The voice should not have been real.
And yet, it was.
Aedric's breath hitched as the whisper slithered through the trees, curling around him like invisible fingers. His name, spoken not in a scream, nor in a call, but in a knowing murmur—as though whatever lurked beyond the firelight had always known him, had always been waiting.
He took a step back. The key in his pocket burned against his skin, pulsing like a second heartbeat.
"You heard it too," Rhea said. It was not a question.
Elias was already moving. "We leave. Now."
Osric stood without a word, checking his blade, his movements careful but swift. The fire crackled, its dying embers casting long, twisting shadows against the trees. For a brief moment, Aedric swore those shadows moved in ways they shouldn't.
Something was shifting.
Something had woken up.
The forest closed in around them as they moved, the undergrowth thick, the path uneven beneath their boots.

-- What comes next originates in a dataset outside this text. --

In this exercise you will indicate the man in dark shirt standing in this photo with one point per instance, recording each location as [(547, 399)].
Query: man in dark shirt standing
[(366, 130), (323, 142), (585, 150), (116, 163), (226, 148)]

The air was different here—denser, heavier, as though the very world was resisting them.
The whispers did not stop.
They did not come from behind, nor ahead, nor even above. They came from within.
Aedric gritted his teeth, shaking his head as if the motion could cast them away. "What is this?" he demanded. "What's happening?"
Elias's jaw was tight. "The cycle is breaking. Reality is unraveling. We were never meant to get this far."
Aedric's fingers curled into fists. "So what happens now?"
Rhea, ahead of them, stopped walking. She turned her head slightly, eyes scanning the trees. "Something is wrong."
Aedric felt it before he saw it. The space between the trees was shifting. At first, it seemed like a trick of the dim light, the flickering remnants of the fire playing tricks on his vision.
Then he blinked.
And the trees weren't trees anymore.
They were tall, thin figures, standing impossibly still. Faceless. Formless. Waiting.
His stomach lurched. "Tell me you see that."
Elias nodded once. "We do."
Rhea reached for her blade. Osric muttered a curse under his breath.
Aedric forced himself to breathe, to think. The figures—if that's what they were—did not move. They did not need to. Their presence alone pressed against the air, bending it, warping it, making it harder to think, harder to breathe.
Then, all at once, the whispers stopped.
The silence was worse.
For a moment, nothing happened. The group stood frozen, their hearts hammering, their muscles tense, their breaths shallow.
Then, without warning, one of the figures lurched forward.
Not stepped. Not walked. Lurched. Like something being pulled by invisible strings.
Aedric's body moved before his mind could catch up. He shoved Elias back, twisting as something cold sliced through the air where his head had been a moment before. A shape—not a hand, not a limb, but something in between—had reached for him. Not to strike. To take.
Rhea moved first, her dagger flashing. The blade sank in but met no flesh. The figure did not bleed. Did not recoil.
It only shifted.
And then it reached for her, too.
"RUN!" Elias's voice cut through the madness.
Aedric turned and ran, his breath sharp, his heart pounding. The forest blurred around him, the trees twisting, bending, their branches clawing at the sky like skeletal fingers. The figures did not chase them in the way a predator might—they did not need to. The world around them was changing. Shaping itself to their presence.
Aedric could feel it, could sense it in his bones—the unraveling had already begun.
And they were already too deep inside it.